Question

Prove that \[\dfrac{{\cos A - \sin A + 1}}{{\cos A + \sin A - 1}} = \cos ecA + \cot A\]

Answer 1

Hint:
Here, we will divide the left hand side of the expression by \[\sin A\] and simplify it further to get the expression in the form of cosecant and cotangent function. We will then use suitable trigonometric and algebraic identity to simplify the expression further and prove that the given fraction in the LHS is equal to the sum of trigonometric functions in the RHS.
Formula Used:
We will use the following formulas:
\[1 = \cos e{c^2}A - {\cot ^2}A\]
\[{a^2} - {b^2} = \left( {a - b} \right)\left( {a + b} \right)\]

Complete step by step solution:
We will first take into consideration the left hand side of the equation.
LHS \[ = \dfrac{{\cos A - \sin A + 1}}{{\cos A + \sin A - 1}}\]
Now, dividing both the numerator as well as denominator by \[\sin A\], we get,
\[ \Rightarrow \] LHS \[ = \dfrac{{\dfrac{{\cos A}}{{\sin A}} - \dfrac{{\sin A}}{{\sin A}} + \dfrac{1}{{\sin A}}}}{{\dfrac{{\cos A}}{{\sin A}} + \dfrac{{\sin A}}{{\sin A}} - \dfrac{1}{{\sin A}}}}\]
Using \[\dfrac{{\cos A}}{{\sin A}} = \cot A\] and \[\cos ecA = \dfrac{1}{{\sin A}}\], we get
\[ \Rightarrow \] LHS \[ = \dfrac{{\cot A - 1 + \cos ecA}}{{\cot A + 1 - \cos ecA}}\]
Now substituting \[1 = \cos e{c^2}A - {\cot ^2}A\] in the numerator, we get
\[ \Rightarrow \] LHS \[ = \dfrac{{\cot A + \cos ecA - \left( {\cos e{c^2}A - {{\cot }^2}A} \right)}}{{\cot A + 1 - \cos ecA}}\]
Using the identity \[{a^2} - {b^2} = \left( {a - b} \right)\left( {a + b} \right)\], we get,
\[ \Rightarrow \] LHS \[ = \dfrac{{\cot A + \cos ecA - \left( {\cos ecA - \cot A} \right)\left( {\cos ecA + \cot A} \right)}}{{\cot A + 1 - \cos ecA}}\]
Factoring out common terms in the numerator, we get
\[ \Rightarrow \] LHS \[ = \dfrac{{\left( {\cos ecA + \cot A} \right)\left( {1 - \cos ecA + \cot A} \right)}}{{\cot A + 1 - \cos ecA}}\]
Cancelling out the same brackets from the numerator and the denominator,
\[ \Rightarrow \] LHS \[ = \cos ecA + \cot A = \] RHS

Therefore, \[\dfrac{{\cos A - \sin A + 1}}{{\cos A + \sin A - 1}} = \cos ecA + \cot A\]
Hence, proved

Note:
Here, we have considered the left side of the equation because it is easier to convert sine and cosine functions into other trigonometric functions.
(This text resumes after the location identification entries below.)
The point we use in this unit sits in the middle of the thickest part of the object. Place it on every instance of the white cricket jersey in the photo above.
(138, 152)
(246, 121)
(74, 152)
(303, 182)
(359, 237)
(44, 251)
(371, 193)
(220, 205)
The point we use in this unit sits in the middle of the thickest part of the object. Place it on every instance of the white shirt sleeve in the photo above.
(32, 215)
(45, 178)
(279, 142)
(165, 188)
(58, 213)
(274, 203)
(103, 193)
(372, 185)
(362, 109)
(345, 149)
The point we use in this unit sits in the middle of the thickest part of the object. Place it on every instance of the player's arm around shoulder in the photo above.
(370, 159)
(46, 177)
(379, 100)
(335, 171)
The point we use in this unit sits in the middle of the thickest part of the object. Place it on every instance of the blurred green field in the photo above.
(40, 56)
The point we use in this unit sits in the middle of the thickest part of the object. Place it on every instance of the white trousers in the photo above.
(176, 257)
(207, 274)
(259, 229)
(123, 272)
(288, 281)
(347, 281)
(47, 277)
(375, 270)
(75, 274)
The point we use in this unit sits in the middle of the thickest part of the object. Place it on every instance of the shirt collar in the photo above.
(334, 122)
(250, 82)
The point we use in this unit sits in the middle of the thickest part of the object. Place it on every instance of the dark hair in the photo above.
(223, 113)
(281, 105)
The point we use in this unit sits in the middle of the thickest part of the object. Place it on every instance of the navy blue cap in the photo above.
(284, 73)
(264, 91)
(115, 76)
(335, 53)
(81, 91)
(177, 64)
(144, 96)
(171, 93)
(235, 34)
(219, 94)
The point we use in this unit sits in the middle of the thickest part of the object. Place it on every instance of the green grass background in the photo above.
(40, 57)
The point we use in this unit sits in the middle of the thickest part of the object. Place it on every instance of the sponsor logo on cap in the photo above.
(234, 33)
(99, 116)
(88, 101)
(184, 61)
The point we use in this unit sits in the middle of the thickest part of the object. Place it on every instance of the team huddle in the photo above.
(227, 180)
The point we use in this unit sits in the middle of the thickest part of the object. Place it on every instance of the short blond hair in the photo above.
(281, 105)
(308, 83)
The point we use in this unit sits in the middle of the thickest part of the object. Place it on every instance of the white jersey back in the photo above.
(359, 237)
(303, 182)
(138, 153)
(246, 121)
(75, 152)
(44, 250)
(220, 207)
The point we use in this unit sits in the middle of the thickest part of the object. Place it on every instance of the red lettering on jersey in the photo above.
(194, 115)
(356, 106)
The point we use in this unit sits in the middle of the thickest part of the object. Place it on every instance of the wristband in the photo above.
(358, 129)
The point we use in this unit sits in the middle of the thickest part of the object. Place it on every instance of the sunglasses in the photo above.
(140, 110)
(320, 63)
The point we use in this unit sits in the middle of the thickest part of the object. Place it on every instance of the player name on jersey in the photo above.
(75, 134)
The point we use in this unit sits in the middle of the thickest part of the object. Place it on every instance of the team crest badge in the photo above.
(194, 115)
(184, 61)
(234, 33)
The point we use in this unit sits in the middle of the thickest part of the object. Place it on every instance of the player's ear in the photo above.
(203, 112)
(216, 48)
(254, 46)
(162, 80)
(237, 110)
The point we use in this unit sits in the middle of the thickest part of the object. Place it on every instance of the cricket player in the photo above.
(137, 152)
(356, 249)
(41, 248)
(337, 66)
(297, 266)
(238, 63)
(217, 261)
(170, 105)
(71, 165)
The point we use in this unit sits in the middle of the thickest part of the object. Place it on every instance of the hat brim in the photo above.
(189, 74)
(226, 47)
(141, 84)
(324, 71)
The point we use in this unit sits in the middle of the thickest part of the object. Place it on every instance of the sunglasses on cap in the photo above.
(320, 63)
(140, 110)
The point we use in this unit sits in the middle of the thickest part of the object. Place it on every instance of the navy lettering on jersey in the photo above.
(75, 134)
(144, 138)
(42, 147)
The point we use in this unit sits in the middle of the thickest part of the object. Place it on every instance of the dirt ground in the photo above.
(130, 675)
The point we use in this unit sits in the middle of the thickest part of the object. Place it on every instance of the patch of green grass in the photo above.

If we would have solved the equation from the right hand side then the solution would have been more complicated. There are six trigonometric functions but it has three basic trigonometric functions and they are sine, cosine and tangent functions. The other three functions are derived from these basic functions. The application of trigonometry is highly utilized in the field of engineering, architecture, etc. It helps to calculate the height and distance of objects and it is also used for navigation by ships and airplanes etc.